Practical Tips For Using Social Networking PlatformsTo enhance our panel presentation, my panel-mates and I used the following social media tools in the following ways:
  • Blogs: We used our blogs to rollout information about the panel itself, flipping the panel, and what each of us would address. Our blog posts included a strong CTA (call to action) viz., an invitation for readers to comment on the post itself as well as via other social media. We cross-posted on one another's blogs and tweeted links.
  • Twitter: We continued blog post conversations during two Twitter-based chats: 1) #hcsmca, Health Care and Social Media Canada, founded by Colleen Young, who moderated that day's chat;  and 2) #hpm (Hospice and Palliative Medicine, founded by MCCSM External Advisory Board member, Christian Sinclair and moderated for this chat by Pam Ressler).This has helped us predict which issues will emerge during the real-time Q&A period. We also RT'd (re-tweeted) to advance the educational/conceptual points we want to make and to generate awareness about our panel. (For a meta-level example of this tactic, see: "One person's TMI is another person's need-to-know" post by Susannah Fox.)

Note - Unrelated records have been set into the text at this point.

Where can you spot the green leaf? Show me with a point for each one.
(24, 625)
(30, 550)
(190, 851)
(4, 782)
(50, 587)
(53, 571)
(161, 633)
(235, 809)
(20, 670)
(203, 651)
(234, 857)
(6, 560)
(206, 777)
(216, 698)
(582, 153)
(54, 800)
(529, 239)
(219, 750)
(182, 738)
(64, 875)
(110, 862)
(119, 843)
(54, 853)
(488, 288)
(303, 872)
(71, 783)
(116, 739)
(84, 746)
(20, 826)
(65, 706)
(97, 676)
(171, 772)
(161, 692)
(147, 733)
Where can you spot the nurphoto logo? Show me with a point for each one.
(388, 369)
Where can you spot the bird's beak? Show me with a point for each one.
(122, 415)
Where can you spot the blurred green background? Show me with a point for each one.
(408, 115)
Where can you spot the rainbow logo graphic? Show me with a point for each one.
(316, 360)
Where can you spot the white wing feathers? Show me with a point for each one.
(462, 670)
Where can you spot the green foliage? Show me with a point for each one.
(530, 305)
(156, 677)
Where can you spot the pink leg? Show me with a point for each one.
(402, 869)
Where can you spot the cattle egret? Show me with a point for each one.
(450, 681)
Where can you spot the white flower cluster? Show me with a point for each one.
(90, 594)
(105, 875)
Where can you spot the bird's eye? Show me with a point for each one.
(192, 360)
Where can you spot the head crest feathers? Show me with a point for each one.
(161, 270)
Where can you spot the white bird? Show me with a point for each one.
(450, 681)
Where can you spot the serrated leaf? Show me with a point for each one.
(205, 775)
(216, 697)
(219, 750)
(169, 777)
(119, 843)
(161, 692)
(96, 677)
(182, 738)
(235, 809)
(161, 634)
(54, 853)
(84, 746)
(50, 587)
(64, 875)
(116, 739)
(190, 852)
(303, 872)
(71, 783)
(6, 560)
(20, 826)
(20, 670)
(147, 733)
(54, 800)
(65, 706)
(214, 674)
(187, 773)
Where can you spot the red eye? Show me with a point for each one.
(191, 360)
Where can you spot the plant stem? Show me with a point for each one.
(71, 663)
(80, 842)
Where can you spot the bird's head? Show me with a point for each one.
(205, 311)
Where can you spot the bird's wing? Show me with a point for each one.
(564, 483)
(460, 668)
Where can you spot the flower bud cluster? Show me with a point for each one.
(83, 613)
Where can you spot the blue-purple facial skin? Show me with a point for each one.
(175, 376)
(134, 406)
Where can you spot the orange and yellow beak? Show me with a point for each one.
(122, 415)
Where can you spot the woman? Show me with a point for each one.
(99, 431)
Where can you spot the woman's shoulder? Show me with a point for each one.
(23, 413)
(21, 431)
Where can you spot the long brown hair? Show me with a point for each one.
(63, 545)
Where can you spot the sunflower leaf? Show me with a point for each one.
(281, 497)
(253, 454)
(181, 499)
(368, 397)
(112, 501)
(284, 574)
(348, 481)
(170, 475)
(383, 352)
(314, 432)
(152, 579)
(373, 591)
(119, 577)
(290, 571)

  • Storify: Susannah Fox, whose Storify use is always brilliant, set it up to provide resources, capture tweets, link to transcripts on Symplur, and enhance the conversation with images. (For the Storify transcript, see: Communicating the experience of illness in the digital age, noting where Susannah added interlinear notes.)
While using any single one of these platforms would probably have been effective, taking an integrated tactical approach makes more sense. Different tools will appeal to and be used differently by different sectors of your audience (e.g., lengthy blog comments v. tweets).

So, what do you think? Have I persuaded you to flip your next event? Have you already given this tactic a try? If so, what worked, what didn't, and what could have worked better?